Yasuhiro Yamashita - Japan
Yasuhiro Yamashita will forever be associated with greatness. Yamashita possessed a will to win and a skillset which was unparalleled as he won 203 consecutive matches between 1977 and 1985. During that time the Tokai University talisman won four World Championships and gold at the 1984 Los Angeles Olympics. Off the tatami, Yamashita is an unassuming, modest figure who, having refuted lucarative overtures outside of judo after his competitive career, retained all his desire for judo excellence and is a regular instructor for Tokai’s current crop of athletes as well as a source of inspiration for recreational and competitive judoka the world around.
Yamashita, who, as manager of the Japanese team, was seen cleaning up the warm up area at the 1996 Olympic Games, now serves as the vice-president of the All Japan Judo Federation.
Yamashita once said: “If they could see on my face what I feel in my heart, no one would ever fight me.”
Ki-Young Jeon – South Korea
South Korean hero Ki-Young Jeon mastered his craft and won the hearts of his nation who regard him as their greatest champion.

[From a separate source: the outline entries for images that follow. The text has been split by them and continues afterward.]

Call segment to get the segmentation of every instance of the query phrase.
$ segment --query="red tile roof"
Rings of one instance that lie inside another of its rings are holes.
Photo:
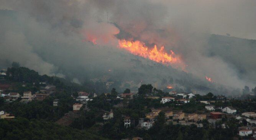
[[[212,112],[211,114],[212,114],[213,115],[222,115],[222,113],[219,112]]]

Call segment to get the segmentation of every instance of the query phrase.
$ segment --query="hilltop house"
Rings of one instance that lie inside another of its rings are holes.
[[[89,98],[89,93],[86,92],[79,92],[78,93],[78,98],[81,99],[87,99]]]
[[[148,130],[153,126],[153,122],[149,121],[141,123],[141,125],[142,128]]]
[[[48,93],[51,94],[54,93],[56,89],[55,86],[48,85],[44,88],[44,90]]]
[[[248,136],[253,133],[251,130],[243,129],[239,130],[239,135],[240,136]]]
[[[186,104],[188,103],[189,103],[189,100],[185,99],[179,99],[177,101],[178,101],[178,103],[179,104]]]
[[[13,100],[16,100],[20,98],[20,94],[18,93],[9,93],[9,96]]]
[[[174,101],[175,99],[172,97],[164,97],[162,98],[162,101],[161,101],[161,103],[164,104],[166,103],[170,102],[171,101]]]
[[[169,94],[171,95],[176,96],[177,93],[175,91],[171,91],[169,92]]]
[[[198,115],[198,119],[199,120],[203,120],[204,119],[206,119],[206,114],[199,114]]]
[[[212,112],[210,115],[213,119],[221,119],[222,117],[222,113],[218,112]]]
[[[46,97],[49,96],[49,94],[43,94],[43,93],[36,93],[34,94],[34,99],[39,100],[43,101],[45,99]]]
[[[76,103],[73,105],[73,112],[77,112],[80,110],[80,109],[83,106],[83,104]]]
[[[11,119],[15,118],[13,115],[6,113],[4,111],[0,111],[0,119]]]
[[[133,93],[123,93],[121,95],[121,97],[122,98],[126,98],[130,99],[133,99],[133,95],[134,94]]]
[[[196,113],[190,114],[188,115],[187,117],[189,120],[197,121],[198,119],[198,114]]]
[[[173,116],[173,112],[172,111],[166,111],[164,113],[165,113],[165,117],[166,118],[169,118],[170,117]]]
[[[114,117],[113,112],[111,111],[110,112],[106,112],[102,116],[104,122],[107,122],[108,120]]]
[[[132,140],[143,140],[143,138],[139,137],[135,137],[135,138],[133,138]]]
[[[208,105],[205,106],[205,107],[206,109],[209,111],[215,111],[215,109],[214,109],[214,106],[211,104],[210,105]]]
[[[256,118],[256,113],[254,112],[244,112],[242,113],[242,115],[248,118],[249,118],[250,117]]]
[[[124,119],[125,122],[125,128],[127,128],[131,127],[131,118],[130,117],[126,117]]]
[[[59,99],[54,99],[53,100],[53,106],[57,106],[58,103],[59,103]]]
[[[26,91],[23,93],[23,96],[21,97],[22,99],[21,101],[32,101],[32,93],[31,91]]]
[[[173,114],[173,117],[172,118],[174,120],[181,120],[184,118],[185,116],[185,113],[182,112],[179,112],[177,113],[175,113]]]
[[[222,109],[222,111],[228,114],[234,114],[236,112],[236,109],[232,107],[228,106]]]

Ki-Young was an unstoppable force in the 90s as he won three consecutive World Championships (1993, 1995, 1997) and ruled the world on the greatest stage of all, the Olympic Games, in Atlanta in 1996.
With his nation expectant and all eyes fixed on the favourite, Ki-Young was at his precocious best, winning all his fights by ippon with the exception of his opening contest against the Dutchman Mark Huizinga who went on to rule the category after his conqueror retired. Ki-Young called time on his fighting days in 1997 as the reigning world champion and since then has worked with the national teams of Singapore and South Korea as well as being a sought after guest coach in every continent.
Ki-Young is now a Professor at the acclaimed Yong-In University in South Korea and in July joined the IJF as a member of the Sports Commission.
Shota Chochishvili - Georgia
Shota Chochishvili fought for the former Soviet Union and at the age of 22 was crowned Olympic champion at the 1972 Summer Olympics in Munich. Hailing from Ghvlevi in the K’arelis Raioni region – which today is part of Georgia – Chochishvili was an unknown when he entered his first Games, lacking experience of top level competition and the high-profile stage, but 1972 changed everything as he unceremoniously eliminated the top names in the category one-by-one until he surpassed David Starbook of Britain in the final.
Chochishvili followed up by winning three consecutive European Championships silver medals and one world bronze medal before returning to the Olympic stage in 1976. After returning to the Olympic podium with a bronze medal and a European bronze a year later, Chochishvili, whose image was proudly on show at the 2015 Tbilisi Grand Prix, announced his retirement. Ramaz Chochishvili continued the legacy of his father as he won three European bronze medals as a member of the Georgian team.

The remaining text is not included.